İzninizle devam ediyorum Sayın Balbay; “Türk Sinemasında Sansür kitabında yönetmenim Yavuz Özkan şunları söylüyor;  “1978 yılında sansürü protesto etmek için Maden filmini sansürsüz Emek Sinemasında gösterdim. Antalya Film Festivalinde filmlerin sansürsüz gösterilmesi için çalışmalar yaptık. Sansür heyeti Antalya’ya geldi. Filmin bazı yerlerinin kesilerek gösterilmesine karar verdi. O zaman sansür heyeti, kesilmeli diye düşündükleri bölümleri kopyaların içinden kendileri çıkarıyorlardı. Büyük tepki gördüler, kestikleri parçaları geri verdiler. Film festivalde kesintisiz gösterildi. Festival sonrasında Danıştay’a başvurdum. Yürütmeyi durdurma kararı aldırarak sinemalarda kesintisiz gösterilmesini sağladım.”

Yukarıda sözünü ettiğim, bilgi kirliliği siz yarattınız Sayın Mustafa Balbay. Kitabınızdaki bu bilgi kirliliği, üniversitelerin ilgili bölümlerinde yapılacak olan tezlere, sayenizde geçecek. Bu, Yavuz Özkan’a yapılmış büyük bir ama çok büyük bir haksızlık. Hayatınız boyunca yazdıklarınızdan; haksızlık, adaletsizliğe karşı çıkan Mustafa Balbay’a yakışıyor mu bu şimdi? Bu mu, Tarık Akan’ın hayatının toplamı olan kitap?

Kitabınızda onlarca demeyeceğim, yüzlerce yanlış bilgi, tashih yanlışlığı da var. İyi bir editörle çalışmamışsınız. Tarık Akan’a da haksızlığınız had safhada ama söylediğim gibi konumuz bu değil.  
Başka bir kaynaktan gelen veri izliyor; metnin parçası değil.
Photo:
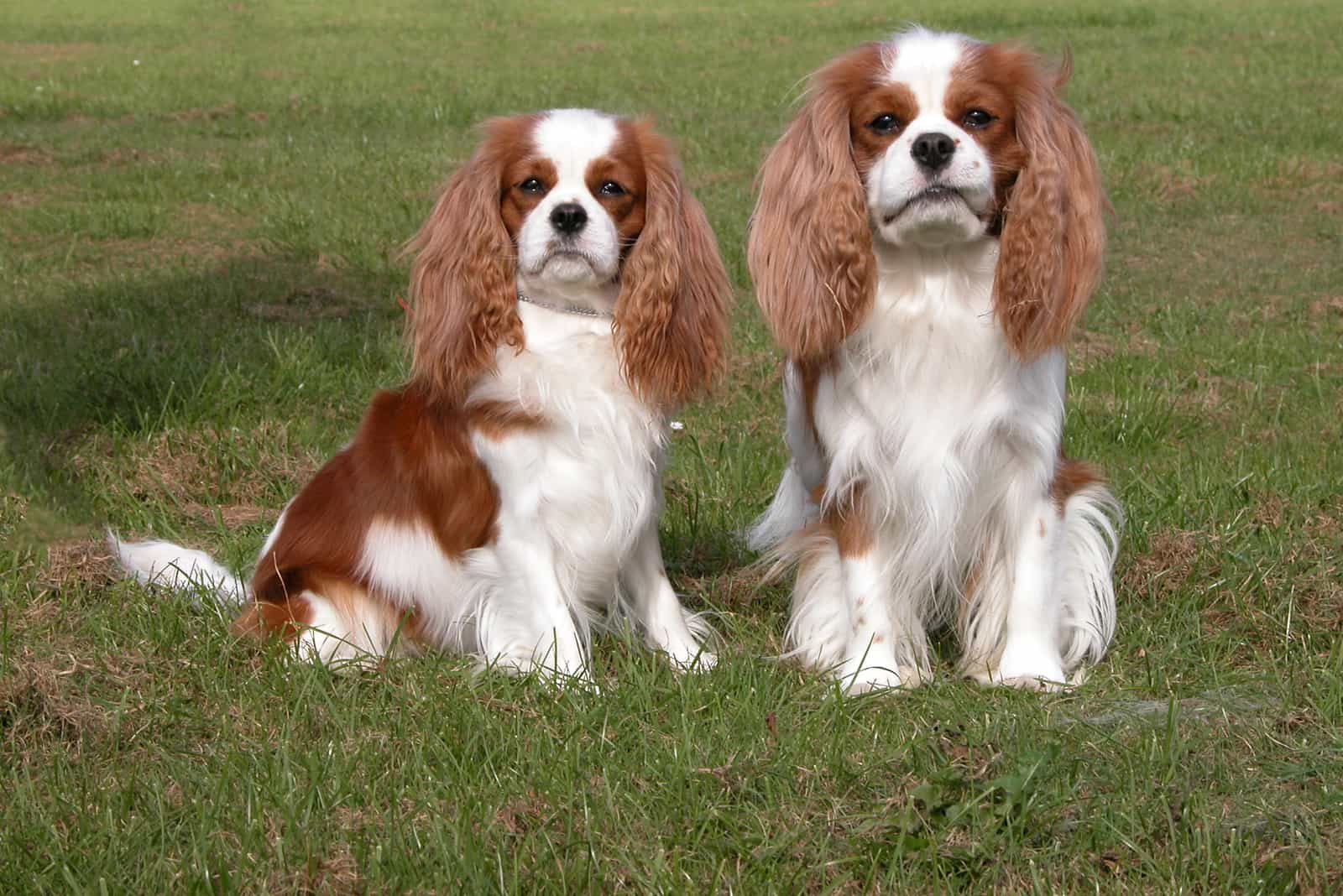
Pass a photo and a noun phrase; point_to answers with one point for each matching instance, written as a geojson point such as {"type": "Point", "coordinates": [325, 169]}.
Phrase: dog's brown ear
{"type": "Point", "coordinates": [671, 317]}
{"type": "Point", "coordinates": [810, 246]}
{"type": "Point", "coordinates": [1053, 235]}
{"type": "Point", "coordinates": [463, 300]}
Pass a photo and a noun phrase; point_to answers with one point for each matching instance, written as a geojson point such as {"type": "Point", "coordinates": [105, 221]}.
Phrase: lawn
{"type": "Point", "coordinates": [201, 206]}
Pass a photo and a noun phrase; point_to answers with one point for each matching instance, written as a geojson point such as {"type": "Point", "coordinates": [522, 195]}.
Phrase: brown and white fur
{"type": "Point", "coordinates": [508, 495]}
{"type": "Point", "coordinates": [928, 231]}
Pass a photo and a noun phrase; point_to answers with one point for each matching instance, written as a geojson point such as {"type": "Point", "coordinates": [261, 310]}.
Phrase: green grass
{"type": "Point", "coordinates": [198, 297]}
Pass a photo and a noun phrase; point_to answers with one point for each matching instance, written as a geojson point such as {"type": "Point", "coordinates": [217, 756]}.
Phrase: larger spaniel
{"type": "Point", "coordinates": [928, 231]}
{"type": "Point", "coordinates": [567, 294]}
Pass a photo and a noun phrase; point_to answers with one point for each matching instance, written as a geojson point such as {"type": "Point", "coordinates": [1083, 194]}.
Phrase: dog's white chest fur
{"type": "Point", "coordinates": [588, 479]}
{"type": "Point", "coordinates": [928, 408]}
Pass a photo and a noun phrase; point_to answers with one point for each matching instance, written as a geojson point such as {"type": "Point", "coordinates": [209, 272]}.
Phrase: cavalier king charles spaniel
{"type": "Point", "coordinates": [567, 294]}
{"type": "Point", "coordinates": [928, 231]}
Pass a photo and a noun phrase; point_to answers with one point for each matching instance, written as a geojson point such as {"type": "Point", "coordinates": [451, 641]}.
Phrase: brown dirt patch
{"type": "Point", "coordinates": [77, 561]}
{"type": "Point", "coordinates": [27, 199]}
{"type": "Point", "coordinates": [1168, 564]}
{"type": "Point", "coordinates": [40, 703]}
{"type": "Point", "coordinates": [1172, 184]}
{"type": "Point", "coordinates": [227, 110]}
{"type": "Point", "coordinates": [46, 53]}
{"type": "Point", "coordinates": [227, 475]}
{"type": "Point", "coordinates": [24, 154]}
{"type": "Point", "coordinates": [306, 304]}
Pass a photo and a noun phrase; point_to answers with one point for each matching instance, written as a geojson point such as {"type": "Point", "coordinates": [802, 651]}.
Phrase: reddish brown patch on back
{"type": "Point", "coordinates": [849, 522]}
{"type": "Point", "coordinates": [411, 463]}
{"type": "Point", "coordinates": [1072, 477]}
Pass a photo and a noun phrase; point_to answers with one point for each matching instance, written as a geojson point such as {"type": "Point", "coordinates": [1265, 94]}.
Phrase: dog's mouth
{"type": "Point", "coordinates": [931, 195]}
{"type": "Point", "coordinates": [567, 255]}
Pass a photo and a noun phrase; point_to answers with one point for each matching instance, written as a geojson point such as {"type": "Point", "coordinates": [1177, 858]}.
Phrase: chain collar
{"type": "Point", "coordinates": [563, 309]}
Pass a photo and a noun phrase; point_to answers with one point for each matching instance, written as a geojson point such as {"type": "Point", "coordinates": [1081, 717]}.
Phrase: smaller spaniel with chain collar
{"type": "Point", "coordinates": [567, 295]}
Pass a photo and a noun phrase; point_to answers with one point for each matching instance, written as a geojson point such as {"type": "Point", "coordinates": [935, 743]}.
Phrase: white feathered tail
{"type": "Point", "coordinates": [179, 569]}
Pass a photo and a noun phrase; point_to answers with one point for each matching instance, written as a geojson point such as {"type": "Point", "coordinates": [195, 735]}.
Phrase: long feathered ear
{"type": "Point", "coordinates": [671, 317]}
{"type": "Point", "coordinates": [1053, 233]}
{"type": "Point", "coordinates": [810, 244]}
{"type": "Point", "coordinates": [462, 282]}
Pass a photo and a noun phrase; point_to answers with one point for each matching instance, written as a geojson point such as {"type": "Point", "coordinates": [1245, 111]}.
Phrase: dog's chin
{"type": "Point", "coordinates": [572, 267]}
{"type": "Point", "coordinates": [933, 219]}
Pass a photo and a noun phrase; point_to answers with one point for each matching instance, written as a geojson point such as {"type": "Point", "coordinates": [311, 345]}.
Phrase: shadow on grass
{"type": "Point", "coordinates": [134, 354]}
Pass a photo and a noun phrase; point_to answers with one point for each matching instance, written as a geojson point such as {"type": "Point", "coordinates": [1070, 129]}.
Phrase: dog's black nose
{"type": "Point", "coordinates": [568, 217]}
{"type": "Point", "coordinates": [933, 150]}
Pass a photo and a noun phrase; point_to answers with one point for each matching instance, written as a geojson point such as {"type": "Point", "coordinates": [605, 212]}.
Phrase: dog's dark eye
{"type": "Point", "coordinates": [977, 118]}
{"type": "Point", "coordinates": [884, 123]}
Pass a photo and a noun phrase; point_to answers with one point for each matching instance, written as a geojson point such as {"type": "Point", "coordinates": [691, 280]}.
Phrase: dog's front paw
{"type": "Point", "coordinates": [1027, 671]}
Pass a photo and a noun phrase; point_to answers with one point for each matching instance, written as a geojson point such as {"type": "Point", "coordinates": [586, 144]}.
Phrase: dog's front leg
{"type": "Point", "coordinates": [665, 624]}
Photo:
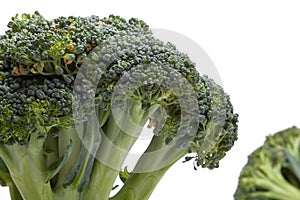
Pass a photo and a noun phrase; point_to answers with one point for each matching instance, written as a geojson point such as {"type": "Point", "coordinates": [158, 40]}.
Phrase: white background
{"type": "Point", "coordinates": [255, 46]}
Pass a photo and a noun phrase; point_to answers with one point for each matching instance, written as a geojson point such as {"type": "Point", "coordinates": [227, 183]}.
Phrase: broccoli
{"type": "Point", "coordinates": [273, 170]}
{"type": "Point", "coordinates": [75, 93]}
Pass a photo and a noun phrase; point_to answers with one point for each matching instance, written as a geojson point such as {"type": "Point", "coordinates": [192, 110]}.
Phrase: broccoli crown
{"type": "Point", "coordinates": [273, 170]}
{"type": "Point", "coordinates": [40, 60]}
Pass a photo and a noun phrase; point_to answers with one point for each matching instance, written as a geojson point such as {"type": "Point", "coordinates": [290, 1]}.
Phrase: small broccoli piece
{"type": "Point", "coordinates": [273, 170]}
{"type": "Point", "coordinates": [75, 93]}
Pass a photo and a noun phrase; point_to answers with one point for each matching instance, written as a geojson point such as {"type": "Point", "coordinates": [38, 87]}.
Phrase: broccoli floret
{"type": "Point", "coordinates": [75, 93]}
{"type": "Point", "coordinates": [273, 170]}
Yavuz Özkan’ın, Yengeç Sepeti filminde, Şahika Tekand’la Sadri Alışık’ın bulunduğu göl kenarında iskelenin üstünde bir sahne vardır Sayın Mustafa Balbay. O sahnede, kadın babasına yaşadığı çaresizliği anlatırken insanın yüreğini söken o cümleyi söyler; “Yaşadıklarımızın toplamı bu mu?” Babanın söylediği, o kıymetli yanıtı yazmayacağım. İşte, o iskeledeki diyaloglar hayatı büyük mücadelelerle geçmiş devrimci, sanatçı ve yaratıcı Yavuz Özkan’ın diyaloglarıdır. Siz, bu büyük onurlu mücadeleyi tanımadınız. Ben, tanıdım ve tanığıyım. Tanımış olmaktan, her zaman büyük bir onur ve gurur duydum. Yavuz Özkan’ın, bıraktığı kültürel mirasa, bilginiz olmadığı için düşündüğüm bu haksızlığı yapmanız tarafımdan affedilir bir yerde durmuyor, durmayacak da. Türk sinemasına dair konuştuğum her yerde, tarafınızdan yarattığınız bu bilgi kirliliğini konuşacağım. Buyurun buna engel olun olabilirsiniz. Olamazsınız çünkü öyle bir tanıklığınız yok. Tanıklığınız olmadığı yerden atıp, tutmayın. Bilgi kirliliğine yol açmayınız. Yarattığınız bu bilgi kirliliğinin önüne de şöyle geçeceğim; bütün ilgili Sinema-TV Bölümlerinin ilgili bölüm başkanlarına tek tek mektup yazıp, kitabınızdaki bilgi kirliliğini ve filmin hak sahibi olan Yavuz Özkan’ın belgesini iliştirip göndereceğim

Yavuz Özkan, biliyorum -yaşasaydı- bu yazdıklarıma izin bile vermezdi. “Boş ver” derdi. O derece vakur, anlayışlı, hayatı iyi okuyan büyük bir mücadele insanıydı. Keşke tanısaydınız Sayın Balbay? Yavuz Özkan, yönetmenimdir, üzerimde hakkı vardır. O hak üzerine de söz, söyletmem. Kim olursa olsun, Yavuz Özkan üzerine ‘söz’ söyletmem. Söyletmeyeceğim de.  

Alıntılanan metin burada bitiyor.